Apart from Matrigel, our maturation protocol also included a carefully designed media composition to enhance myotube maturation, sustain motor neuron survival, and facilitate neuromuscular crosstalk. The factor cocktail was chosen to trigger pathways relevant for both cell types. On the one hand, ascorbic acid (Duran et al., 2019; Diao et al., 2021), ALK5 inhibitor SB431542 (Watt et al., 2010), Hedgehog/Smoothened agonist purmorphamine (Kahane et al., 2013; Teixeira et al., 2018), retinoic acid (Hamade et al., 2006; Ryan et al., 2012; Lamarche et al., 2015; Thulabandu et al., 2022), and IGF-1 (Yoshida and Delafontaine, 2020) were used for their positive influence on motor neuron maturation and survival, and myotube differentiation. On the other hand, the GSK-3 inhibitor and Wnt activator, CHIR99021 (Vertino et al., 2005; van Amerongen and Berns, 2006; Henriquez et al., 2008; Jing et al., 2009; Cisternas et al., 2014; Girardi and Le Grand, 2018), brain-derived neurotrophic factor (BDNF) (Gonzalez et al., 1999; Wells et al., 1999; Clow and Jasmin, 2010; Kulakowski et al., 2011; Je et al., 2013; Rentería et al., 2022), and glial cell line derived neurotrophic factor (GDNF) (Nguyen et al., 1998; Keller-Peck et al., 2001; Zwick et al., 2001; Wang et al., 2002; Stanga et al., 2016; Stanga et al., 2020) were included to support motor neuron survival and to favor nAChR clustering.
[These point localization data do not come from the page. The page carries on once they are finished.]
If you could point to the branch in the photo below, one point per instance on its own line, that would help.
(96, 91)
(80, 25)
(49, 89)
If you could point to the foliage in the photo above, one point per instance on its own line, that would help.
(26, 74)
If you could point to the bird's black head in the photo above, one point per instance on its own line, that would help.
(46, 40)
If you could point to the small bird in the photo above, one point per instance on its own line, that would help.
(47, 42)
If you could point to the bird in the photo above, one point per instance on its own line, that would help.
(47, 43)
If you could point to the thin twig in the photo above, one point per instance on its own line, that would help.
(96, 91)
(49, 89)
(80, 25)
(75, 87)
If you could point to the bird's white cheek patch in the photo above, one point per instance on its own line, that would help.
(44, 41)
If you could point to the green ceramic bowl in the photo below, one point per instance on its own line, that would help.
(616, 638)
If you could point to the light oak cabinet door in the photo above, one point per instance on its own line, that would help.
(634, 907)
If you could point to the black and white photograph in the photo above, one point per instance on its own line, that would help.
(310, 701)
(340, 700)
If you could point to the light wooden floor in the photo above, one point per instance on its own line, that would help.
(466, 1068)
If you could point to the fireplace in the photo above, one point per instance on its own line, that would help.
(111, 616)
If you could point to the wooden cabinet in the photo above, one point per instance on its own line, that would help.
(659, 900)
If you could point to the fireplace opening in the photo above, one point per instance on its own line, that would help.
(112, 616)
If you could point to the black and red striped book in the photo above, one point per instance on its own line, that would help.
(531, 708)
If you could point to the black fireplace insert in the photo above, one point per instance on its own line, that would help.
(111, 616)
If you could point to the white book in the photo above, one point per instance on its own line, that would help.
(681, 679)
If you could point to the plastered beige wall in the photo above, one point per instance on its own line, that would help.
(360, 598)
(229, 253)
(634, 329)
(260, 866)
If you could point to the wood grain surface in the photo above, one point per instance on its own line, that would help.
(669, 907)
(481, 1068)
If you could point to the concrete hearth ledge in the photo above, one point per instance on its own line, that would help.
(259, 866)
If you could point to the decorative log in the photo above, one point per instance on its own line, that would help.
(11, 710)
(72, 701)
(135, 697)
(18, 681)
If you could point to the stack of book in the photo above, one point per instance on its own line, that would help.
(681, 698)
Although the new protocol significantly supported myotube maturation and nAChR cluster differentiation, the amount of MYH1/α-actinin-positive cellular debris was increased in the d8 condition, likely representing remnants of well-differentiated myotubes that contracted prior to imaging. This is probably due to an accelerated maturation of cells that may contract powerfully and detach from the stiff substrate. This is in line with observations made by others (Osaki et al., 2018). Thus, although Matrigel provided a more physiological environment for myogenic differentiation, the plastic substrate was likely still too stiff for more long-term maturation, asking for a further adaption of the myogenic differentiation in a fully 3D and softer environment.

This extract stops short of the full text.